How Cellphones are Fighting HIV/AIDS in Africa
For the 23.8 million people living with HIV/AIDS in Africa, there are two realities. The first is the reality of the disease, which kills over one million people in Africa per year and requires treatment. The second is the stigma surrounding the disease, which itself creates a major social barrier to treatment. This stigma creates the need for patients to be able to seek treatment while protecting their privacy.
Cellphones provide a great opportunity to fill this need.

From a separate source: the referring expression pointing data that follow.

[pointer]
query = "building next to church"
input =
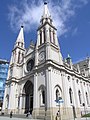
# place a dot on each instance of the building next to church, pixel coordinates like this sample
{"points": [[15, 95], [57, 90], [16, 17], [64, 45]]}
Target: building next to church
{"points": [[39, 77], [3, 76]]}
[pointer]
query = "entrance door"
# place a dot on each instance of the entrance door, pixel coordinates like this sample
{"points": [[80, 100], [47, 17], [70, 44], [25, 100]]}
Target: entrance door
{"points": [[29, 97]]}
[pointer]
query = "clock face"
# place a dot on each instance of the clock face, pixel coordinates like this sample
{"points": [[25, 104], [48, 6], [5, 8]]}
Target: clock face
{"points": [[41, 56], [30, 65]]}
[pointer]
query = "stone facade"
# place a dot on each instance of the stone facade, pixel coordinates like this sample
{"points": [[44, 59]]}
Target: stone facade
{"points": [[39, 80]]}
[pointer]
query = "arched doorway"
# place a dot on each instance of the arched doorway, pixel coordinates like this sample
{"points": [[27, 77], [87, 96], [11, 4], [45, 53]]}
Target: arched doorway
{"points": [[28, 89]]}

Mobile health, or mHealth, is the term used to describe the growing number of health services offered on cell phones. mHealth platforms have been particularly common in Africa due to a demand for services and Africa’s status as the fastest growing mobile phone market in the world.
mHealth has been shown to be effective in a variety of contexts. For HIV/AIDS patients, it can be greatly effective due to the variety of services offered to both patients and health care providers.
South Africa’s HIV Confidant, developed by Dimagi, is one such service. According to Dimagi’s website, the service seeks to provide “confidential distribution of the results of HIV testing” in South Africa. This a particularly difficult to accomplish in rural regions.
Along with securely distributing results of testing, HIV Confidant also allows patients to receive counseling on their infection status without sending in a second sample.
With studies finding that over 80 percent of patients are comfortable using mobile devices to manage their HIV treatment, services such as HIV Confidant provide a valuable service to patients concerned with anonymity and the stigma surrounding infection.
Programs focusing on HIV/AIDS prevention education are valuable in engaging communities. In addition to focusing on data collection and treatment adherence, Uganda’s eMOCHA program focuses intently on education, allowing it to address contributing trends to HIV/AIDS such as IV drug use.
Though mHealth symptoms are valuable tools in managing HIV/AIDS in Africa, they are not without their faults. The programs have been criticized by some as unlikely to reach certain at-risk groups, such as drug users, who are significantly less likely to own a cell phone. In addition, the cost of airtime currently makes the engagement of these programs difficult for patients living in poverty.
Despite these limiting factors, the growth of mobile phones in Africa creates hope that mHealth could become an important tool in the battle against AIDS. Perhaps the greatest challenge for mHealth platforms going forward then is ensuring that these valuable tools of defense against HIV/AIDS are available for those most at risk.